If something goes wrong while deploying the configuration, you can display verbose logging from pocketknife and Chef by using the -v option. For example, deploy the configuration to henrietta with verbose logging:

pocketknife -v henrietta

If you really need to debug on the remote machine, you may be interested about some of the commands and paths:

  • chef-solo-apply (/usr/local/sbin/chef-solo-apply) will apply the configuration to the machine. You can specify -l debug to make it more verbose. Run it with -h for help.
  • csa (/usr/local/sbin/csa) is a shortcut for chef-solo-apply and accepts the same arguments.
  • /etc/chef/solo.rb contains the chef-solo configuration settings.
  • /etc/chef/node.json contains the node-specific configuration, like the runlist and attributes.
  • /var/local/pocketknife contains the cookbooks, site-cookbooks and roles describing your configuration.
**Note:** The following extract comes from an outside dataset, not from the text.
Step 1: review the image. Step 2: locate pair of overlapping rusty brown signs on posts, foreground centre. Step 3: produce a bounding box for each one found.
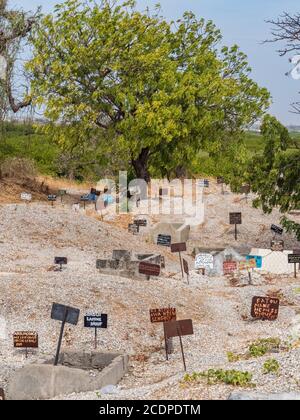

This software is published as open source at https://github.com/igal/pocketknife

You can view and file issues for this software at https://github.com/igal/pocketknife/issues

If you'd like to contribute code or documentation:

  • Check out the latest master to make sure the feature hasn't been implemented or the bug hasn't been fixed yet
  • Check out the issue tracker to make sure someone already hasn't requested it and/or contributed it
  • Fork the project
  • Start a feature/bugfix branch
  • Commit and push until you are happy with your contribution
  • Make sure to add tests for it. This is important so I don't break it in a future version unintentionally.
  • Please try not to mess with the Rakefile, version, or history. If you want to have your own version, or is otherwise necessary, that is fine, but please isolate to its own commit so I can cherry-pick around it.
  • Submit a pull request using github, this makes it easy for me to incorporate your code.